The first few weeks I was back were quite stormy and hard work climbing wise. A couple of planned days out got binned the night before due to very poor weather forecasts. The first day I actually made it out was pretty wild. Myself and friend Dave Evans headed up the Ben. When approaching the gearing up spot in Coire na Ciste we saw a pair sitting in the snow looking a bit spaced.  Although a hundred metres away or so, I thought this looked a little odd, and was dubious about Dave's suggestion they were just doing some winter skills. I was correct, they had just been avalanched down from near the base of Thompson's route (unless you count being avalanched as a winter skill). Fortunately they were fine, if a bit shaken.  Not wanting to go too high given the conditions we did a nice wee route called Eastern Block, or we think we did. The route had quite an old school (i.e very brief) description that was open to a bit of interpretation. However, we climbed something, and it was quite pleasant.

Myself on what may or may not have been Eastern Block. It was a good pitch whatever. 
A few days later I headed back up the Ben with Brodie Hood. We had planned to go mixed climbing, but when gearing up in the Ciste we could see a big icicle thing lurking up in the mist. I had three ice screws I had put in as an after thought.  Fortunately a friend of mine turned up, and offered to lend us a couple of ice screws. The route; Une Journee Ordinaire dans un Enfer Quotidian was not as steep as it had initially looked, and felt pretty soft for grade VI,6, but still gave a pleasant day out.

Significant cracking of the snowpack on a relatively low angled slope. It was all beginning to feel a bit spooky, I wanted to run away and drink tea (which in the end is what we did).

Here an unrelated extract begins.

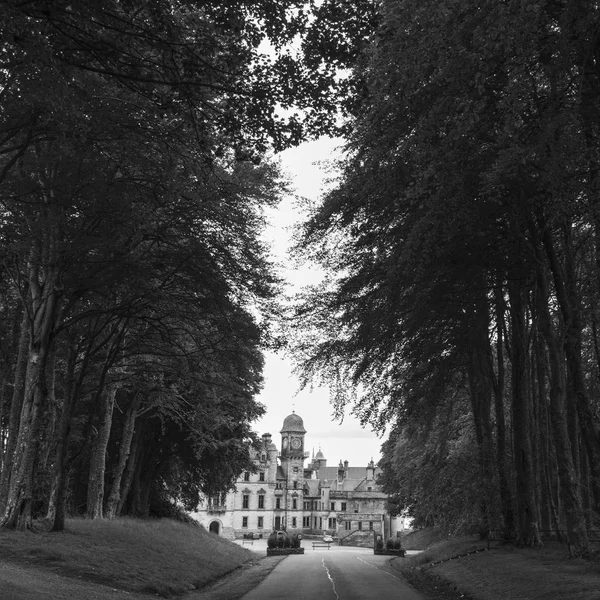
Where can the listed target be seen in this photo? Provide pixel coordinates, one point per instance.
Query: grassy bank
(463, 568)
(160, 557)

My next day out was less successful. I timed up with Dave Evans again, and headed back up the Ben with an interesting looking route in mind. Approaching the route the snow started feeling pretty "spooky". Creeping along the base of a buttress I triggered a small avalanche, confirming our suspicions. We decided to head elsewhere. However by that point the wind had got up and fresh snow was piling in. Following our tracks back there was loads of signs of instability. We tried another part of the mountain, and watched two other teams trigger slabs not too far away from us. By this time my psyche for climbing had dropped off significantly, and my pyche for drinking tea in a warm safe cafe was pretty high. We decided to bail, and saw a couple of natural avalanche on the way out.

Overall it was a wild and atmospheric but enjoyable return to Scottish winter scene. All I needed was for the weather to calm down a bit, and that is what it did a week or two later, but what happened then will the subject of my next blog post.